Most of the year, it's easy to crave sunny days, paddling bareback under your PFD in no more than a pair of boardshorts or a bikini. But for paddlers in all but tropical climates, waiting on a small (or non-existent) weather window—when water temperatures rise enough to safely paddle without proper layers—is not an option. A wetsuit is the first option to widen that window of paddling days. Where a thick fleece and windbreaker will keep you warm in cold or breezy air, a wetsuit will ensure you don’t freeze if and when you come in contact with cold water. Keep in mind, the air doesn’t need to be frigid to wear one: A warm spring or early summer day can harbor water that’s just above the freezing mark, and certain coastal or higher-latitude destinations may never have water comfortable enough to go for a swim. So for any serious paddler, a wetsuit is an important part of the kit.
Numbers Galore: Wetsuit Thickness Explained
Wetsuits operate by a simple principle: They let cold water in, but trap it there, close to your body, which heats it. So, the more neoprene between you and the cold water, the easier it can retain that insulating layer of heat. But the warmth of thicker wetsuits, which are measured in millimeters, comes at a cost. Thicker wetsuits are obviously burlier, less flexible, heavier, and maybe even too warm in certain situations.
Manufacturers describe wetsuit thickness in a series of one, two, or three numbers. The first (and sometimes only) number is the thickness in the chest. In a two-number sequence, the second number is the thickness of both the arms and legs. And in a three-number sequence, the second is the arms, and the third is the legs. (You may need some extra insulation in your core, but not want to sacrifice maneuverability in your arms or legs.)

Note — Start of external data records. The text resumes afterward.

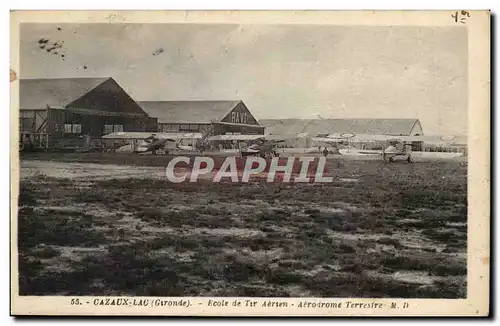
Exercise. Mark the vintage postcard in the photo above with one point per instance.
(250, 163)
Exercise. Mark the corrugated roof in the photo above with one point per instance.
(55, 92)
(188, 111)
(338, 126)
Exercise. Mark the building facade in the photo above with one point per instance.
(308, 128)
(67, 110)
(206, 117)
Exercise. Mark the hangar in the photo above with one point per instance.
(61, 111)
(307, 128)
(206, 117)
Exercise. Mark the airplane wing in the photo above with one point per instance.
(235, 137)
(328, 140)
(144, 135)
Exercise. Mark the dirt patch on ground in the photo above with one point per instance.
(399, 230)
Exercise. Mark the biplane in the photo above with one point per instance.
(144, 142)
(257, 145)
(394, 146)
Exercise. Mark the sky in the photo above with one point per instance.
(279, 71)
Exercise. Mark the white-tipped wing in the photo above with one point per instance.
(144, 135)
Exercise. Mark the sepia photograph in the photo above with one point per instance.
(249, 159)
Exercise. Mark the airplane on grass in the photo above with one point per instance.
(395, 146)
(257, 145)
(153, 142)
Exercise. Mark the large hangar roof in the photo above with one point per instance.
(188, 111)
(339, 126)
(37, 94)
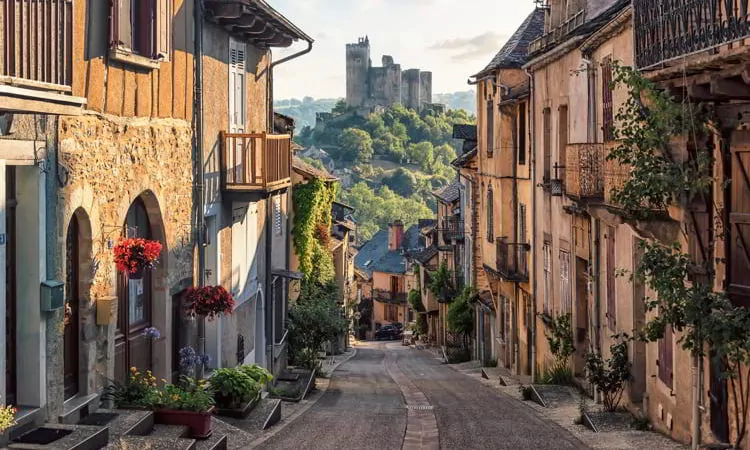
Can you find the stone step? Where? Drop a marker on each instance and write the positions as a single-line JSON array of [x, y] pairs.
[[151, 443]]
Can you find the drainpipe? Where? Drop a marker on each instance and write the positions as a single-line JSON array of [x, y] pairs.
[[532, 129], [199, 162]]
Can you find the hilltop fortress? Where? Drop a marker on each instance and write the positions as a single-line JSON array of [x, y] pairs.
[[369, 87]]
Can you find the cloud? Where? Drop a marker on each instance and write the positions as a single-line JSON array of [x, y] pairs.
[[467, 48]]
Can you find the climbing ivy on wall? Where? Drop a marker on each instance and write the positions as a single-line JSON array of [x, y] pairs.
[[311, 228]]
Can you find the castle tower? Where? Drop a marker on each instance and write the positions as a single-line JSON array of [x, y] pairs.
[[357, 72]]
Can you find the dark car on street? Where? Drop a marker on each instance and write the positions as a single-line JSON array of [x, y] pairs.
[[389, 332]]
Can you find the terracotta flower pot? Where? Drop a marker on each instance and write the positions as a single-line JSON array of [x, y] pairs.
[[199, 422]]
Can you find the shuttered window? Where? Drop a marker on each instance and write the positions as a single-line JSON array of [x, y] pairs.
[[237, 86], [143, 27]]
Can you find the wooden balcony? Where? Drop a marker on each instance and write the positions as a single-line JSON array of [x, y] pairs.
[[584, 167], [37, 41], [256, 163], [666, 30], [513, 260]]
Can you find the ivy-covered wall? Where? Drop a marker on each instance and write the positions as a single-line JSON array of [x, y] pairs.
[[312, 227]]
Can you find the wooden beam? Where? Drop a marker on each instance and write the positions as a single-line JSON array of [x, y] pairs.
[[730, 88]]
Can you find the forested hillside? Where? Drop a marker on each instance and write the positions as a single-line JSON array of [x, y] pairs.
[[397, 158]]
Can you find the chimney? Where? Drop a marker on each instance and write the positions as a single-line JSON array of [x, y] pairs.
[[395, 235]]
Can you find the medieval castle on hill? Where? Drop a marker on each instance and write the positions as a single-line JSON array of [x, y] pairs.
[[368, 87]]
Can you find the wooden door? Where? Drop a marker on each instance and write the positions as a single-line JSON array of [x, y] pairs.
[[71, 334], [10, 286], [132, 348], [739, 228]]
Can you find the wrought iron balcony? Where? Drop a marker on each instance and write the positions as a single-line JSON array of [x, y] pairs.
[[386, 296], [37, 43], [670, 29], [255, 163], [584, 169], [513, 260], [452, 229]]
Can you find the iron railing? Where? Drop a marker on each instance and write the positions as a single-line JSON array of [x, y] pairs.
[[584, 170], [255, 162], [512, 260], [669, 29], [37, 42]]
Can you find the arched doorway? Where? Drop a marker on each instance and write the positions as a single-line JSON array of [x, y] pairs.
[[134, 312], [71, 344]]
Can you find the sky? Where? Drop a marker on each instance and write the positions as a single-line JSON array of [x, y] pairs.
[[453, 39]]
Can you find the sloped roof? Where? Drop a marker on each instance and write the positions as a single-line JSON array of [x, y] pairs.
[[515, 52], [449, 193], [375, 256], [306, 169]]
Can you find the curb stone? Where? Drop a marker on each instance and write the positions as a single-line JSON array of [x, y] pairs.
[[266, 436]]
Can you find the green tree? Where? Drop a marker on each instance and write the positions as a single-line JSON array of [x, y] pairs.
[[356, 145]]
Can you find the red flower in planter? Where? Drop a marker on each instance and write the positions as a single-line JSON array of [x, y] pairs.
[[135, 254], [209, 301]]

Keep in mind, everyone has different temperature needs—some run hot, while others need a little extra insulation—so use this chart as a rough place to start when trying to figure out how thick of a wetsuit you need:
Water Temperature (°F)
|80° and higher|| Rash Guard
| 65° to 80°
|| 0.5 mm to 2/1 mm
| 60° to 70°
|| 2 mm to 3/2 mm
|55° to 65°||3/2 mm – 4/3 mm|
|50° to 60°||4/3 mm – 5/4/3 mm|
|45° to 55°||5/4 mm – 5/4/3 mm|
|45° and lower||6/5 mm – 6/5/4 mm|
Wet vs. Dry Suits
When it gets really cold, your body might not have enough energy to warm up the water in your wetsuit no matter how well it seals. In that case you want a suit that seals so well that you don’t get wet at all. That would be a dry suit: a full one-piece suit made of a thick waterproof-breathable material like Gore-Tex, designed to be worn over insulting base layers where water is sealed out with latex gaskets on the neck and wrists. Consider one if you plan on kayaking glacial or high-altitude creeks and rivers, icy lakes, or otherwise frigid waters where you might end up in the water. For most paddling missions when it isn’t that cold, you might be too warm and clammy in a dry suit.